FETS runs on GPU compute via the cloud, eliminating the need for specialist on-premises hardware. Until now, a full FEA simulation required access to an HPC cluster costing upwards of $1.2 million. A standard computer with an internet connection is now enough. Equally important, the tool integrates directly into the CAM environment. There is no need to export files, manually rebuild layer geometry in a separate program, or bring in a simulation specialist. The finite element mesh is generated automatically from toolpath data. Engineers work where they always have, and the simulation runs in the background as part of the same digital thread.

Who is FETS for

Aibuild designed the tool to require no specialist FEA knowledge. The interface is straightforward, the number of parameters to configure is minimal, and the default settings are tuned to deliver reliable results without additional adjustment. In practice, this means that an ordinary AM machine operator can use FETS, not just an experienced simulation engineer. There is no need to manage separate software licences, convert file formats, or maintain a dedicated simulation environment.

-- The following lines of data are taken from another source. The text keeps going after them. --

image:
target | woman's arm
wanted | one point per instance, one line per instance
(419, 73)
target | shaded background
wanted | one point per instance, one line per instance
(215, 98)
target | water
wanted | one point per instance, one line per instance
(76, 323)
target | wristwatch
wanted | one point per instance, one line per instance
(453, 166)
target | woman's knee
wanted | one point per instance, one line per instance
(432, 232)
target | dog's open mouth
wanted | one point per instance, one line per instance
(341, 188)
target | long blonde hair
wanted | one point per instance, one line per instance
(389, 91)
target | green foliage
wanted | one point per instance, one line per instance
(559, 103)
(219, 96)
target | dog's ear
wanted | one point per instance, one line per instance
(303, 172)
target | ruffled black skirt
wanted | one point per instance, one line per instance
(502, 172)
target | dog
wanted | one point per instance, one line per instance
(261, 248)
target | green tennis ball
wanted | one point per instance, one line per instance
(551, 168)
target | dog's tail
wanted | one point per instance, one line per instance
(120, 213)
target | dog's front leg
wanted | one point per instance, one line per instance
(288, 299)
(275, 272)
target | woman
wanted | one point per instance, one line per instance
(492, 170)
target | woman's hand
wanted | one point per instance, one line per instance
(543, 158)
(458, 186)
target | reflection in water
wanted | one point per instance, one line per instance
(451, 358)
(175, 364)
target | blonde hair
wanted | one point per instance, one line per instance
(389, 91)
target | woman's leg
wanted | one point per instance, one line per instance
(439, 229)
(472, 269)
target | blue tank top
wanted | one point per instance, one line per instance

Despite this accessibility, FETS is aimed primarily at industrial and aerospace manufacturers rather than small print shops or hobbyists. The economic case appears where the cost of a failed build is genuinely high: large metal parts, expensive materials, and long lead times. The tool is already available on the market, though the press materials do not specify pricing or subscription details.

NIAR validation results

NIAR tested FETS on two geometries, a thick wall and a thin wall, both made from 17-4PH stainless steel using a Wire Arc DED system built around Fronius and ABB equipment. For the thick wall, four build variants were tested: no thermal management, fixed 30-second interlayer waits, fixed 60-second interlayer waits, and FETS dynamic optimisation. The thin wall geometry was tested with dynamic optimisation only.

The results were clear. The thick wall simulation completed in 2 hours and 39 minutes, the thin wall in 54 minutes. Mean prediction error for interlayer temperature was 3.2%, with a maximum error of 6.37%. That is accuracy comparable to traditional FEA tools that require hours of manual setup and specialist hardware. FETS dynamic optimisation outperformed both fixed-wait variants across all tested cases.

Jeswin J. Chankaramangalam, Program Director at NIAR, noted that thermal control has been one of the biggest challenges holding back metal additive manufacturing at industrial scale. The FETS validation gives aerospace manufacturers a confirmed and accessible path forward for adopting the technology.

Aerospace applications

NIAR is working to qualify Wire Arc DED for specific aerospace applications where FETS will serve as the process control tool. The list includes six-meter wing ribs and spars with 70% buy-to-fly improvements, titanium pylon brackets and landing gear assemblies, and integrally stiffened bulkheads replacing traditional multi-part assemblies. On the sustainment side, the technology is expected to enable rapid production of replacement parts for systems no longer in production. Current aerospace forging lead times run from 12 to 18 months. Wire Arc DED with validated thermal control can bring that down to 2 to 4 weeks while reducing material waste by 70%.

What comes next

Aibuild is not stopping at FETS’s current capabilities. The company is working on integrating Fourier Neural Operator models from NVIDIA’s PhysicsNeMo platform, targeting a simulation time of just 5 minutes, which would represent a 99.9% reduction compared to traditional tools. Full real-time distortion and residual stress prediction is also on the roadmap, enabling geometry compensation before a build even begins.

Metal 3D printing has been promising an industrial revolution for years. For just as long, heat has been the wall it kept running into. FETS does not remove that wall. It just lets engineers walk through it before they ever reach it.